В тот злополучный час он вновь подумал о том, как удачно он избавился от ни на что не годного, дерзкого сына — ведь именно после исчезновения Ланенса (и смерти, думал он впоследствии) дела пошли в гору.
В этот миг дверь за его спиной скрипнула, открываясь.
Ремесленник с проклятиями бросил прочь учётную книгу и остолбенел, разинув рот.
В помещение ворвался Ланенс. Но другой. Этот выглядел уверенно.

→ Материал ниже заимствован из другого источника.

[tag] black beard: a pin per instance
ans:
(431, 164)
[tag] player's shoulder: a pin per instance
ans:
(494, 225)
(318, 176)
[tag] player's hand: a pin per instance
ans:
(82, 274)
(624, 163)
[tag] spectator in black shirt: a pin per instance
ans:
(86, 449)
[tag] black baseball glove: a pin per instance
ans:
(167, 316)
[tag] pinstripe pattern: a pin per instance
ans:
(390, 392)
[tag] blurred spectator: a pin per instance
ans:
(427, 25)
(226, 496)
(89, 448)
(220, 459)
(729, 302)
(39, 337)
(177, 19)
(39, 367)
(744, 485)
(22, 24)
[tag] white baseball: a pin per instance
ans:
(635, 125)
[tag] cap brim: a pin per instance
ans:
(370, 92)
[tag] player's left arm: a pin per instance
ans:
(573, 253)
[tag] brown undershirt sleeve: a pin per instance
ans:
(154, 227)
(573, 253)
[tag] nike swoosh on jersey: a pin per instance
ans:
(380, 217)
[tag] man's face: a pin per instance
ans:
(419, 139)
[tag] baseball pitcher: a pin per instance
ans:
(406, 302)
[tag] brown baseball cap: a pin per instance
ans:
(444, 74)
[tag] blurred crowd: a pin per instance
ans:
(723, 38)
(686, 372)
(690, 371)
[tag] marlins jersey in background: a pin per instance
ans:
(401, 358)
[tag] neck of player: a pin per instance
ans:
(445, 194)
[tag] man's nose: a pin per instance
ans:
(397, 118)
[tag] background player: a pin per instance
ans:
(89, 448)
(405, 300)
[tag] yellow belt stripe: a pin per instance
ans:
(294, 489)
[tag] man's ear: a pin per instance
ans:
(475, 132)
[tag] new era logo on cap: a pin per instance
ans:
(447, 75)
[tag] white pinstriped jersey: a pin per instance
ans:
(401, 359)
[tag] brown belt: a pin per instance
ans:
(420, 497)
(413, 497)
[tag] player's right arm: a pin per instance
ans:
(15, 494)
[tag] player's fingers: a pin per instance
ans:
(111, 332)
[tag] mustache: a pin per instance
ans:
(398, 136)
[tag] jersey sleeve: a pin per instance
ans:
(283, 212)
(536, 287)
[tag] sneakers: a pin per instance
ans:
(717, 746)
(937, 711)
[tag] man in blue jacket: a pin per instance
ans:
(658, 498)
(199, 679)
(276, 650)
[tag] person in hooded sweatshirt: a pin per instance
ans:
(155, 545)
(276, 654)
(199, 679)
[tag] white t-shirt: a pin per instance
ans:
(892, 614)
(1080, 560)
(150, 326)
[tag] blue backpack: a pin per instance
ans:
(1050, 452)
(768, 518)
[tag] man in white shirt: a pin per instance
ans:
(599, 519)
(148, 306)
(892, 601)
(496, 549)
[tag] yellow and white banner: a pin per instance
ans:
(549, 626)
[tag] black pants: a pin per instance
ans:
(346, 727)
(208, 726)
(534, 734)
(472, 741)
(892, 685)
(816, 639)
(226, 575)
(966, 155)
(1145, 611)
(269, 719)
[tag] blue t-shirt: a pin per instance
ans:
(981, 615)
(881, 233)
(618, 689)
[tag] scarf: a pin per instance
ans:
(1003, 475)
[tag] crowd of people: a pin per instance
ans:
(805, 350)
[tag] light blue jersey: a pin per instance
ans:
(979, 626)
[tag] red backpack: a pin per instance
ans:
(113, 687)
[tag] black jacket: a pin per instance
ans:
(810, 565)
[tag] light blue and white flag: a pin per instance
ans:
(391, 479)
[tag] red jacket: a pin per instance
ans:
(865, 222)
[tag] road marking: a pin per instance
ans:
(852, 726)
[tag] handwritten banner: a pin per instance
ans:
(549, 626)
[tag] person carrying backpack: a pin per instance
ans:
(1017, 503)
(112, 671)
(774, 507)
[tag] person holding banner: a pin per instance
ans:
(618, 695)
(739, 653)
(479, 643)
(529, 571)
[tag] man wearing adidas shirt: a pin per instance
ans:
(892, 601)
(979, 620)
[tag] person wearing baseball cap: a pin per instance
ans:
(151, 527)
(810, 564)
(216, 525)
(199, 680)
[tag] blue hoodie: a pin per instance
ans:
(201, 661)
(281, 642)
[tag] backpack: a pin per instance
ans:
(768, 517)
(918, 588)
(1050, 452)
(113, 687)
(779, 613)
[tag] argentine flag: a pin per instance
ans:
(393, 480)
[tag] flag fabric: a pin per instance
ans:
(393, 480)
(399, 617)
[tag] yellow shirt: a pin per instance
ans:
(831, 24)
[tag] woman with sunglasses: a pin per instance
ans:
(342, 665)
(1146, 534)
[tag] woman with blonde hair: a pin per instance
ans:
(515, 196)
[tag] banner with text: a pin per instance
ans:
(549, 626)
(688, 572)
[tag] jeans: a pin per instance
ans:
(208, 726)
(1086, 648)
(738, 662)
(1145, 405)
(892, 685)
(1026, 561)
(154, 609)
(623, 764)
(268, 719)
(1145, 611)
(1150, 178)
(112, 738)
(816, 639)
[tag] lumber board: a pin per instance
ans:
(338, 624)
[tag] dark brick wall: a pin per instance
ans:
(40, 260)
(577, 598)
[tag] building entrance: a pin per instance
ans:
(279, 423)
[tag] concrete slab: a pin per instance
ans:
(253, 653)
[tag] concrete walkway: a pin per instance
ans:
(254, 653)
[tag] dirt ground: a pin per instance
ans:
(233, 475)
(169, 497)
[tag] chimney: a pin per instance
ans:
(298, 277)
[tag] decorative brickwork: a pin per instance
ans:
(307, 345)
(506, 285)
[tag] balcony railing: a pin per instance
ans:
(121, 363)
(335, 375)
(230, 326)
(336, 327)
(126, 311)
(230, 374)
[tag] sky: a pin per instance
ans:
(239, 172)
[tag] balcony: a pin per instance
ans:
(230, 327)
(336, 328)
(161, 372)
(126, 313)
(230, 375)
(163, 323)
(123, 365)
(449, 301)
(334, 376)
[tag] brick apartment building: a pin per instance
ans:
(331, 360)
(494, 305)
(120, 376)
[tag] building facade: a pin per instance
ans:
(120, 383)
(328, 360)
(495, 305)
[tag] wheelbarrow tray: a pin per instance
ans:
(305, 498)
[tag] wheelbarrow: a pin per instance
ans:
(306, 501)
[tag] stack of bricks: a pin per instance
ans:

И, хоть глаза его и горели безумным огнём, а одежда успела порядочно изорваться, ничуть не походил на нескладного юнца, который покинул эти края шесть лет назад.
К тому же он был полупрозрачным.
Ремесленник никогда прежде не верил в привидения… но теперь пришлось поверить. Однако, надо признаться, привидение попалось не вполне обычное — раз умело распахивать двери пинком! Призрак промчался мимо, один лишь раз взглянув на того, кто некогда был его отцом.
Ремесленник плюхнулся на пол, зубы его мелко стучали, а руки тряслись.
Изнутри его мастерской… его лаборатории донёсся звук бьющегося стекла и скрежет.
Когда ремесленник нашёл в себе храбрости заглянуть внутрь (держа наготове кочергу и освещая дорогу фонарём), то обе створки, что вели в его тайник — тот, где он хранил самые ценные реактивы и, что уж греха таить, часть выручки — которой вовсе не собирался делиться с цехом — так вот, створки эти были распахнуты.
Ремесленник долго смотрел внутрь, во мглу, чувствуя, что ничто и никогда не сможет заставить его спуститься внутрь.
На следующий день он, впервые за десять лет, появился в Храме и пожертвовал невиданную сумму.
Но удача изменила кожевеннику раз и навсегда.
Академия, остров Тишартц, Лето 78, 435 Д., 16-й час
Координатор выглядел более чем мрачно, когда, в числе первых, появился в кабинете Киента — языковеда, которого Д. оставил в качестве «эталона».
Киент был мёртв.
Он сидел за своим столом, откинувшись в кресле; правая рука его, в которой всё ещё было перо, оставалась на столе. На листе бумаге, за работой над которым его, видимо, и застигла смерть, были какие-то каракули. Д. попытался взглянуть на них… но спустя несколько секунд он почувствовал нездоровый жар и осознал, что чьи-то руки отодвигают его прочь от стола.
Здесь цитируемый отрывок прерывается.